Proteostasis
Proteostasis Collapse & Neurodegeneration · Neurodegeneration
Predict and reverse age-driven protein aggregation — the proteostasis collapse behind Alzheimer's and Parkinson's.
📋 The problem
Alzheimer's and Parkinson's track with the aggregation of proteins (Aβ, tau, α-synuclein) as the proteostasis network fails with age. Predicting and reversing aggregation kinetics could prevent or slow neurodegeneration.
🧗 Why it's a grand challenge
Aggregation is governed by coupled nucleation/elongation rates that are hard to measure in vivo; biomarkers lag pathology; clearance interventions have narrow therapeutic windows.
🧮 Governing model
dM/dt = 2 k_+ m(t) P(t); dP/dt = k_n m^{nc} + k_2 m^{n2} M − k_clear·PNucleation–elongation aggregation master equation (Knowles): aggregate mass M(t) from primary/secondary nucleation and elongation rate constants; clearance by proteostasis network.

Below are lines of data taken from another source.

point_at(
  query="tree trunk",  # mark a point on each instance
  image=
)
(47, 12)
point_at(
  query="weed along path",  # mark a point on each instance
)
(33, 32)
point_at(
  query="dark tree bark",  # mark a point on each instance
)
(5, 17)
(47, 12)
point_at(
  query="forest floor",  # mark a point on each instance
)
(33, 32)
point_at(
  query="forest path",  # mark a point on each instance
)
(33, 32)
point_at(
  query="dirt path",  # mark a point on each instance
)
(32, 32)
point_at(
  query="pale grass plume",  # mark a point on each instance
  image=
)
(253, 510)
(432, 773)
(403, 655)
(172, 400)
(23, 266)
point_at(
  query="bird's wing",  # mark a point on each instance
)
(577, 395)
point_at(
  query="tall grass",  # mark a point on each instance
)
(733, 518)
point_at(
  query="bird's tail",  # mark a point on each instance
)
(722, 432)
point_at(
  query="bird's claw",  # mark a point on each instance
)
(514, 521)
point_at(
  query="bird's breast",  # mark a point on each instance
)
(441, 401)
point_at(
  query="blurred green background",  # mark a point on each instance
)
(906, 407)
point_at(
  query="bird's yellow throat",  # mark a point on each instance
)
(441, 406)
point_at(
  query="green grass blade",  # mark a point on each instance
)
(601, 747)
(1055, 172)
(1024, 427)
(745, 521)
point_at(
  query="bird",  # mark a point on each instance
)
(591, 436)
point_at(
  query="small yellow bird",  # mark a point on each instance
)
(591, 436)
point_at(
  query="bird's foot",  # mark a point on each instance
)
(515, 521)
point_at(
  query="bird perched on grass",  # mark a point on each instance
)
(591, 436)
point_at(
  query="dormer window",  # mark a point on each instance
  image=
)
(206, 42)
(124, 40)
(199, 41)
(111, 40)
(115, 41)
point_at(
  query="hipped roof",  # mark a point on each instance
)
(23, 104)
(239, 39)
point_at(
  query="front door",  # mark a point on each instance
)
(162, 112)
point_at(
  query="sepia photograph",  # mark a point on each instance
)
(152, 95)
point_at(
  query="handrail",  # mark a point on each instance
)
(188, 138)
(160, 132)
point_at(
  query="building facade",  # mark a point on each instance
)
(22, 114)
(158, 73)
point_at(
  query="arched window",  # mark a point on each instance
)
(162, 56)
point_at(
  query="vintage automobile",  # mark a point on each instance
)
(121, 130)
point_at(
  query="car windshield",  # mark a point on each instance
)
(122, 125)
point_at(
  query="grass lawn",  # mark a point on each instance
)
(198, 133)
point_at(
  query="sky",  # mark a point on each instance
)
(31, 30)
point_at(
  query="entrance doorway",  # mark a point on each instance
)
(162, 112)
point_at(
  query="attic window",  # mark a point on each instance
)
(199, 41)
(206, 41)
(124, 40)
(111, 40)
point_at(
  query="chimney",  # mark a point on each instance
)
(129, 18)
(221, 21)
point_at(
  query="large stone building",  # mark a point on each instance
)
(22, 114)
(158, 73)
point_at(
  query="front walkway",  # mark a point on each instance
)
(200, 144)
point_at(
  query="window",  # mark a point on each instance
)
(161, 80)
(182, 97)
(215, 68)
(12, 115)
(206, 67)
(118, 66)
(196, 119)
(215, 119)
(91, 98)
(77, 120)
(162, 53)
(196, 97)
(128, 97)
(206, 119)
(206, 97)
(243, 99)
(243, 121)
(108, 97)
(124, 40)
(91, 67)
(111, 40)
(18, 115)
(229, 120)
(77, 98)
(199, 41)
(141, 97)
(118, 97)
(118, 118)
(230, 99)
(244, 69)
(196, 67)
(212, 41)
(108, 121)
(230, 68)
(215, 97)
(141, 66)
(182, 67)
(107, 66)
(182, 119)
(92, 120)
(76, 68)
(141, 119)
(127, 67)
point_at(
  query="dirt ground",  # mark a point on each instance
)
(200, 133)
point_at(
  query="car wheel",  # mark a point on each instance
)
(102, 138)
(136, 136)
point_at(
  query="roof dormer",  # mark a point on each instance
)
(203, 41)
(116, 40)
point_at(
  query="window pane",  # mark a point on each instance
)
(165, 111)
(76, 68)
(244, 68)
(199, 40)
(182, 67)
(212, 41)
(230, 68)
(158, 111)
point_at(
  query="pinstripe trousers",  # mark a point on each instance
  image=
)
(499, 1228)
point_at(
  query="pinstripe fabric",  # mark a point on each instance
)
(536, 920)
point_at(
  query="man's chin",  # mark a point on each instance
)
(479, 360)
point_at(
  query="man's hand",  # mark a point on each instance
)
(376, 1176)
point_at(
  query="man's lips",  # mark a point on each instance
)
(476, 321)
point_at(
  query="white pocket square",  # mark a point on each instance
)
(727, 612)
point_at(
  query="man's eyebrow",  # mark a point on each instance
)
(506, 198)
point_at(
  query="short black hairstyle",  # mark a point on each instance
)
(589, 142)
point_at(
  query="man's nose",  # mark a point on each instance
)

Current best: Knowles aggregation kinetics + anti-amyloid antibody trials
🧭 Possible approaches
- Master-equation (Knowles) inversion to infer rate constants from biomarker trajectories
- Neural-ODE emulators of aggregation / clearance
- Design of proteostasis-boosting interventions
🎯 Build the benchmark
Predict the fractional aggregate-load reduction over time under a proteostasis-boosting intervention, within ~10%.
Metric: load_reduction — fractional aggregate-load reduction
Datasets to start from: CSF amyloid/tau longitudinal (ADNI-like), In-vitro aggregation kinetics panel, Proteostasis-network perturbation screen
🤖 Build an AI agent to solve it
An agent that fits a patient's aggregation kinetics and proposes clearance-boosting regimens with predicted load reduction.
Once a benchmark exists, an AI4Science agent can iterate solutions against it — every verified solution earns PWM.
This is a frontier framing page — an open problem, not yet benchmarked or verified, unlike PWM's mature computational-imaging benchmarks.